Things that make systems more understandable to the LLMs ... usually make things more understandable for humans as well. Usually.
The biggest issue I've found is that vibed up tooling tends to be pretty bad at having the right kind of "sense" for what makes good CLI UX. So you still have awkward argument structures or naming. Better than nothing though
...and once this goal is finally reached the programmer will breathe a sigh of relief and then promptly be fired since now the machine can do the job as well as they could.
>https://policies.google.com/privacy
>Disable Android CLI metrics collection by using the --no-metrics flag.
No thanks, is there no env variable for this?
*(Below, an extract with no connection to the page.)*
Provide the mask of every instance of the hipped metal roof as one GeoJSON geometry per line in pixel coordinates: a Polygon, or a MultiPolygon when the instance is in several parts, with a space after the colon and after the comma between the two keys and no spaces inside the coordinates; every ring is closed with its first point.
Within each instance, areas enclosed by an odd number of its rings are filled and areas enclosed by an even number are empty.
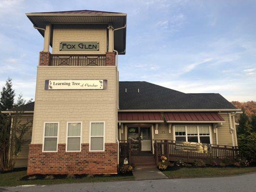
{"type": "MultiPolygon", "coordinates": [[[[126,14],[91,10],[69,11],[26,13],[36,27],[45,28],[47,24],[99,24],[112,25],[114,28],[126,24],[126,14]]],[[[38,29],[44,36],[44,31],[38,29]]],[[[125,54],[126,29],[114,32],[114,48],[120,54],[125,54]]]]}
Doesn't Google have enough data already?
How would Google have enough data about a brand new product without collecting that data?
They wouldn't. But on the other hand, they probably have a large amount of in-house Android app developers on whom they can conduct such metrics collection. I wouldn't expect outsiders to have vastly different workflows, because when you get out of the happy path with Android all you get is pain.
Everything I do for macOS/iOS is already without Xcode but it's a pain in the ass to keep up with changes, and there are things I haven't figured out yet (like AUv3).
F you google. Me too. Why didn't we get a sane way to build android apps before you had to please chatbots?
> Just wait until there are entire classes of vulnerabilities related to LLM usage
This is a valid concern.
There are going to be a new class of vulnerabilities which an LLM is involved which are going to be discovered and it will make it possible to cause catastrophic damage to a company; very easily.
This won't be surprising since we have companies building casual remote code execution tools for "agents" waiting to be hijacked.
I mean, I guess if you're going to say "don't use LLMs", then you also don't want to let agents use the Android CLI, but it seems like raising an awfully general concern in a discussion about a very specific article.